"Not always. Just often enough to scare me to death when the biggest need of my life seems just out of reach."
"Nonsense, Lawrence," she laughed. "When you were sick you talked as if you could reach out and pull down the stars, if you needed them in an endeavor to complete your life."
"Sometimes I think I could, then the reality of life comes crashing through the walls of my dream-palace, and, behold, I am standing desolate and abandoned, grasping at lights which are even too far away to be seen! I am clawing darkness for something I fancied I could reach, while, as far as I am concerned, it is clear out of space and time."
She sat pensively looking across the lake.
"Yet you keep on reaching, don't you?"
"Yes—and no.

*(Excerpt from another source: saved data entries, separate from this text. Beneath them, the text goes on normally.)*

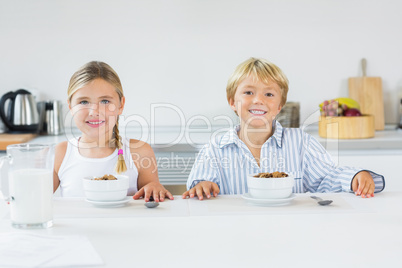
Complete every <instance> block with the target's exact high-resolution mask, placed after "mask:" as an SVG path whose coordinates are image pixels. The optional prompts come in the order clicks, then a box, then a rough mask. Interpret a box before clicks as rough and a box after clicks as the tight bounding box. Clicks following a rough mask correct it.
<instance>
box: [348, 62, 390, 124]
mask: <svg viewBox="0 0 402 268" xmlns="http://www.w3.org/2000/svg"><path fill="white" fill-rule="evenodd" d="M362 69H363V76H362V77H352V78H349V98H352V99H354V100H356V101H357V102H358V103H359V104H360V112H361V113H362V114H371V115H373V116H374V127H375V130H384V126H385V122H384V99H383V92H382V80H381V77H367V76H366V61H365V59H363V60H362Z"/></svg>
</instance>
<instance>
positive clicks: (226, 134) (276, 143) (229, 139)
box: [219, 120, 283, 148]
mask: <svg viewBox="0 0 402 268" xmlns="http://www.w3.org/2000/svg"><path fill="white" fill-rule="evenodd" d="M273 123H274V124H273V125H274V127H273V131H274V134H273V135H272V136H271V138H273V139H274V140H275V141H276V144H277V146H278V147H282V133H283V127H282V125H281V124H280V123H279V122H278V121H276V120H275V121H274V122H273ZM239 130H240V125H237V126H235V127H234V128H232V129H230V130H229V131H227V132H226V133H225V135H223V136H222V139H221V141H220V143H219V148H223V147H225V146H226V145H229V144H233V143H234V144H236V145H238V146H239V142H240V138H239V136H238V135H237V132H239ZM267 141H269V139H268V140H267Z"/></svg>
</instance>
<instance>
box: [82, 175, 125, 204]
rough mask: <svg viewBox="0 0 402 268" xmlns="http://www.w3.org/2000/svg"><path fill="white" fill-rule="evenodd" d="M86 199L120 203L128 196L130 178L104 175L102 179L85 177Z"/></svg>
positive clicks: (85, 194) (121, 176) (85, 191)
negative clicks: (127, 194) (107, 201)
mask: <svg viewBox="0 0 402 268" xmlns="http://www.w3.org/2000/svg"><path fill="white" fill-rule="evenodd" d="M83 186H84V193H85V197H86V198H87V199H88V200H91V201H119V200H123V199H124V198H126V196H127V190H128V187H129V180H128V176H125V175H109V174H107V175H104V176H102V177H91V176H90V177H84V178H83Z"/></svg>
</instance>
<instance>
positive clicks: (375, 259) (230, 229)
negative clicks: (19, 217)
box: [0, 189, 402, 268]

I always wish I could. There are times, Claire, when I don't want to be a realist, don't want to face life as it is, when it seems too tawdry to be valuable just as it is; then I reach out into the night and cry, 'Let me be the maddest of dreamers, the wildest of idealists, a knight of fancy seeking the illusive dream!'"
Claire laughed aloud as she said, "And don't you know, dear man, that that is just what you do become at times?"
"I know it. That's the joke of it. All the while I mock myself for being a romancing idiot!"
"What a state of mind!" she exclaimed.
"It isn't pleasant. Then, worse than that, when I attain my star, I spoil it with too much scrutiny."